When It’s Me and When It’s You

By Mike Willis

Brother H. E. Phillips recently has begun an examination in Searching the Scriptures of the doctrines taught by Carl Ketcherside. Brother Phillips attacks not the person of Carl Ketcherside but his doctrine. However, when Carl Ketcherside commented upon Brother Phillips’ review of his position, these were his words: “In the September issue of Searching the Scriptures, our brother in Christ, H. K Phillips, has the following editorial attack upon me and my work . . . . . His paper is a propaganda journalistic organ for our brethren who have created a test of union and communion out of what they refer to as ‘institutionalism.’ . . . I solicit your prayers for men like Brother Phillips, brethren who think they best serve the Father by attacking his other children” (“Coming Under Fire,” Mission Messenger, Vol. 34, No. 12, p. 190).

Little in this quotation would have bothered me had it not been that just three issues earlier in the Mission Messenger, the situation was reversed; instead of Brother Ketcherside being reviewed, he was reviewing the doctrines of another. In Mission Messenger, Vol. 34, No. 9, he replied to an article written by Reuel Lemmons.

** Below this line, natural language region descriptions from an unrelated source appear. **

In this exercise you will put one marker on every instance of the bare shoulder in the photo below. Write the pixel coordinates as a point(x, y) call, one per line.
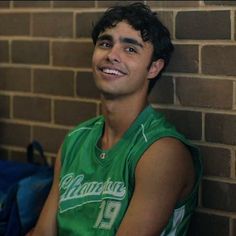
point(169, 162)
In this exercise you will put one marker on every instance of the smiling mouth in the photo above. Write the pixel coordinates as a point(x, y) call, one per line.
point(110, 71)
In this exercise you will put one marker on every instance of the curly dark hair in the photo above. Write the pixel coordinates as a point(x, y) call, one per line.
point(142, 19)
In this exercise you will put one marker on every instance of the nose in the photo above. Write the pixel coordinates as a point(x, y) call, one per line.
point(114, 55)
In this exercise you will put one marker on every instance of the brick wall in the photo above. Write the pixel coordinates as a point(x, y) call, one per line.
point(46, 86)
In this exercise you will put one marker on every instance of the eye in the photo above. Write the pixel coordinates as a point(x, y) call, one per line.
point(104, 44)
point(131, 50)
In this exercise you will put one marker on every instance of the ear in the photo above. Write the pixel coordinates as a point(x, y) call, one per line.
point(155, 68)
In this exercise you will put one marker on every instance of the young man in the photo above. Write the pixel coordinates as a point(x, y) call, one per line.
point(127, 172)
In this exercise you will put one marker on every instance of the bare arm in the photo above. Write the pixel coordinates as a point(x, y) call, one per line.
point(163, 176)
point(46, 224)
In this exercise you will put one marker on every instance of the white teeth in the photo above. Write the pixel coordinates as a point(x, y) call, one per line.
point(112, 72)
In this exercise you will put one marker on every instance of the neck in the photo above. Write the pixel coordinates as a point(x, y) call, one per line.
point(119, 115)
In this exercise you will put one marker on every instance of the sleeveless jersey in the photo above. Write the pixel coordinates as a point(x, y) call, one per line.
point(95, 191)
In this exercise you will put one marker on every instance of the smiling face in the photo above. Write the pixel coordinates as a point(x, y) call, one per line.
point(121, 62)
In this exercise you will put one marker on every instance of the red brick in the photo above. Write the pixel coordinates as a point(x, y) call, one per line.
point(85, 22)
point(4, 51)
point(199, 92)
point(14, 79)
point(32, 108)
point(50, 138)
point(14, 134)
point(31, 3)
point(73, 112)
point(184, 59)
point(219, 60)
point(73, 4)
point(163, 91)
point(30, 52)
point(203, 25)
point(5, 106)
point(206, 224)
point(14, 24)
point(54, 82)
point(219, 195)
point(85, 86)
point(4, 4)
point(173, 3)
point(72, 54)
point(216, 161)
point(53, 24)
point(187, 122)
point(220, 128)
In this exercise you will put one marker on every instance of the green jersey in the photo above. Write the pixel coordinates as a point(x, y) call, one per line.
point(96, 185)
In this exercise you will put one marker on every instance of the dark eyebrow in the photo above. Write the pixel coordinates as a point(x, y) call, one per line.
point(122, 39)
point(131, 41)
point(105, 37)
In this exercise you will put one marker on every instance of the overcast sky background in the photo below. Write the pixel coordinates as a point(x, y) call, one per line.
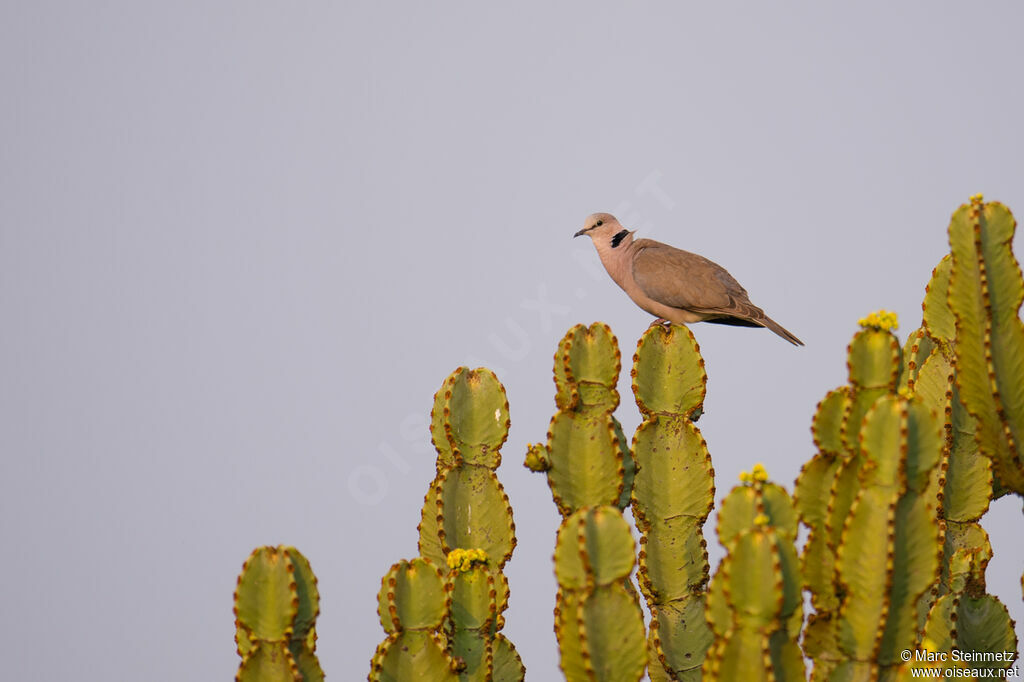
point(242, 244)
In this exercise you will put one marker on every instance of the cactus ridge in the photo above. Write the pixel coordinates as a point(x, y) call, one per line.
point(673, 495)
point(598, 621)
point(985, 292)
point(466, 506)
point(276, 602)
point(586, 459)
point(755, 600)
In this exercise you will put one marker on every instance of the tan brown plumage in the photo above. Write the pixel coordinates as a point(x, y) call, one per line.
point(672, 284)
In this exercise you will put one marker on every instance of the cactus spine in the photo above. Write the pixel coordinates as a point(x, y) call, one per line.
point(413, 603)
point(586, 458)
point(597, 617)
point(479, 597)
point(985, 294)
point(590, 471)
point(673, 495)
point(467, 521)
point(827, 483)
point(275, 607)
point(755, 600)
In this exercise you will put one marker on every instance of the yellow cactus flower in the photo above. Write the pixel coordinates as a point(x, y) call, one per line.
point(882, 320)
point(464, 560)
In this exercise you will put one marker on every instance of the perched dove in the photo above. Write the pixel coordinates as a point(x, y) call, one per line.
point(674, 285)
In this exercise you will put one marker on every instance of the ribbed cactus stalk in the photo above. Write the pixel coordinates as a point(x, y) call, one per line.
point(828, 483)
point(466, 506)
point(895, 513)
point(466, 510)
point(755, 601)
point(673, 495)
point(598, 620)
point(985, 294)
point(963, 616)
point(275, 607)
point(586, 458)
point(590, 472)
point(413, 604)
point(479, 596)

Notice the difference in what Brother Ketcherside has to say about reviewing the work of another child of the Father when he is doing the reviewing instead of being reviewed: “It has been my intention, God being my helper, to refrain as much as conscience will permit, from direct confrontation with other editors among the brethren. If they differ with my position I prefer to publish notice of their presentation and urge my readers to secure it and read for themselves. I want no rival except Satan and I do not intend to edit a partisan journal. Occasionally, however, I feel it necessary to state my convictions in opposition to an editorial, and when I do, I seek to be as objective as possible without being objectionable” (p. 129). Later, in that same issue, he charged Brother Lemmons with prejudice: “Brother Lemmons cannot deal honestly with the question because he already has his mind made up” (Ibid., p. 136). Surely, Brother Ketcherside was not reading the heart of Brother Lemmons, was he?

When Brother Ketcherside is being reviewed, the one reviewing is launching “an editorial attack upon me and my work.” The one reviewing Brother Ketcherside is one of those men “who think they best serve the Father by attacking his other children.” As a person uninvolved in these exchanges, looking at these two articles, to me Brother Ketcherside appears to have double standards–one for him and a different one for others. Let us all walk and be measured by the same rule. As a child growing up in East Texas, I learned a saying, which Brother Ketcherside needs to learn. It said, “Don’t dish it out if you can’t take it.”

Brother Ketcherside calls Searching the Scriptures “a propaganda journalistic organ.” Surely, Mission Messenger would not be a propaganda journalistic organ for the “unity-indiversity” fellowship faction, would it Brother Ketcherside? “And why do you look at the speck in your brother’s eye, but do not notice the log that is in your own eye?” Brother Ketcherside, is your labeling Searching the Scriptures a “propaganda journalistic organ” one of those debaters tactics to which you referred in Mission Messenger, Vol. 34, No. 4, p. 62 in your criticism of the brother’s speech on fellowship which was delivered at Florida College? As one can see, not all that flows from Brother Ketcherside’s pen is honey. Sometimes Ketcherside “speaks with forked tongue!